The moment the scene ended, the entire place exploded. It wasn’t just a chuckle; it was that deep, belly-aching laughter that makes your ribs hurt. The crew was literally leaning against the equipment because they couldn’t stand up straight. One of the lighting guys almost fell off his ladder.
Gene was doubled over, pointing at my boots. He kept saying, “It’s the boots, Jamie! The boots make the whole thing!” We tried to do a second take, but every time I turned the corner, someone else would lose it. We must have wasted thirty minutes of film just trying to get through a thirty-second walk.
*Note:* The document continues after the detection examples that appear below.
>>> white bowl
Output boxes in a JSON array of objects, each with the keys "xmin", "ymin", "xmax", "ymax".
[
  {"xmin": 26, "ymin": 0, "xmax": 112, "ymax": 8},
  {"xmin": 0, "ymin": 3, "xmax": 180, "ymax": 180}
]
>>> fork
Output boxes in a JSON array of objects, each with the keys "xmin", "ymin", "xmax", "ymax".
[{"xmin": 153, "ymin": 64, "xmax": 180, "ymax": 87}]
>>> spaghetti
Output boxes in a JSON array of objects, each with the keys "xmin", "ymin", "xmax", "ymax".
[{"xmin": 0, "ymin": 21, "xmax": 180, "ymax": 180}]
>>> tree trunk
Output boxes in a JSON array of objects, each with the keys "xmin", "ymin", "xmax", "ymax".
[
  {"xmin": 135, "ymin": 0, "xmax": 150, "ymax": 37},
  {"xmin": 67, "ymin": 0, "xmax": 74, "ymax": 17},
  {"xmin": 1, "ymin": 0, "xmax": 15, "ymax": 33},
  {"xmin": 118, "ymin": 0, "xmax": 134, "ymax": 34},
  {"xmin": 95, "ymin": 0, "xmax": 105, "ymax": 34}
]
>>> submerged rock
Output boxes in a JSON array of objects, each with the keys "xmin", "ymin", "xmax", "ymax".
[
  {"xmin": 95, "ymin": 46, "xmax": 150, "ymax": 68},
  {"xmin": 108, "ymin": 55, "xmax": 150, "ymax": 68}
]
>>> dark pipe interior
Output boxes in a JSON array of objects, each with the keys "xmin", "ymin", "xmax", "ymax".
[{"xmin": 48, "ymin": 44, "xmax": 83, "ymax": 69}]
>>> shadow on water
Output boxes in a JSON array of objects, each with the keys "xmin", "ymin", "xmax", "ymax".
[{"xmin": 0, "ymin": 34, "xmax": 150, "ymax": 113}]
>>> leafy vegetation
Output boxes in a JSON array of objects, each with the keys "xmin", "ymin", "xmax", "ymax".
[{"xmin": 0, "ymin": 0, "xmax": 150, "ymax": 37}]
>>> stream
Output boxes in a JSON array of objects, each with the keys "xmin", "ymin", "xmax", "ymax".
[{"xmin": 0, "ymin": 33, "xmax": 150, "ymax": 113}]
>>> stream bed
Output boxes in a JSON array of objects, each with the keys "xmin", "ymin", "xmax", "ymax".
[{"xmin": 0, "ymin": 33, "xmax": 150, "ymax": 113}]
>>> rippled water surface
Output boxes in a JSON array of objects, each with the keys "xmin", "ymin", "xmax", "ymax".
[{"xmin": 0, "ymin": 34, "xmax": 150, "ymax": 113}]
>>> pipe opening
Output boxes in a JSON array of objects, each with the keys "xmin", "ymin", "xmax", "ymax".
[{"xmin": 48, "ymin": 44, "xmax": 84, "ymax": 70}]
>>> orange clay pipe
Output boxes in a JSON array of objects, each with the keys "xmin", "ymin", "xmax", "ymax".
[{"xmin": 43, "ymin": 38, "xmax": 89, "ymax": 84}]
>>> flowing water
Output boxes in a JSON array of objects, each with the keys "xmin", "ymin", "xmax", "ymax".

Later that day, after I’d changed back into my own clothes, I was heading to my car. I figured that was it. Great joke, had a laugh, back to the auditions. But Gene and Larry Gelbart stopped me by the gate. They weren’t laughing anymore. They had this very serious, focused look on their faces.
Larry says to me, “Jamie, don’t throw away that dress. We think Klinger might have a very long war ahead of him.” That “accident” of a joke, that one-off gag to get a quick laugh, turned into an eleven-year career. I went from a one-day guest spot to a series regular because I was willing to look like a fool in a white skirt.
The funniest part about it, looking back, was how serious we started to take it. The wardrobe department started getting competitive. They’d come to me and say, “We found a gold lamé outfit for the next episode,” or “We’re doing a Ginger Rogers tribute.” It became this escalating war of fashion.
I remember one day, we were filming in the mud—and the Malibu ranch where we shot was nothing but dust or mud—and I was in this elaborate chiffon gown. I had to run across the set, and the dress got caught in the mud, and I just went face-first into the muck. The director didn’t yell cut. He just let the camera roll while I tried to maintain my “ladylike” poise while covered in six inches of swamp water.
The crew loved it. They started betting on how long it would take me to trip. It broke the tension of those long, fourteen-hour days. We were a show about war and death, and having a guy in a floral sun hat walking past a general provided the relief we all needed, not just the audience, but the cast too.
The writers started treating the dresses like a character of their own. They weren’t just funny; they were Klinger’s armor. It’s funny how a mistake—or what could have been a career-ending mistake—becomes the thing you’re most proud of. I ended up donating those dresses to the Smithsonian. Can you imagine? My hairy legs are part of American history.
It taught us all a lesson about the show. MASH worked because it found the humor in the most absurd, uncomfortable places. If we could laugh at a man in a dress in a combat zone, we could handle the heavier stuff the show wanted to talk about. It opened the door for the show to be both a comedy and a drama.
I think about that every time I see a rerun. I see that first nurse outfit and I can still feel the breeze on my legs and hear Gene Reynolds howling from behind the monitor. We didn’t plan for greatness that day; we just planned for a laugh. And sometimes, that’s exactly when the magic happens.
Looking back at that eleven-year fashion show, I realize the best moments in life usually aren’t the ones you rehearse. They’re the ones where you step out of the trailer, realize you look insane, and decide to walk across the set anyway.
It’s a good reminder that if you’re going to fail, you might as well do it in high heels and a nice hat.
What’s the most “ridiculous” thing you’ve ever done that actually ended up working out for the best?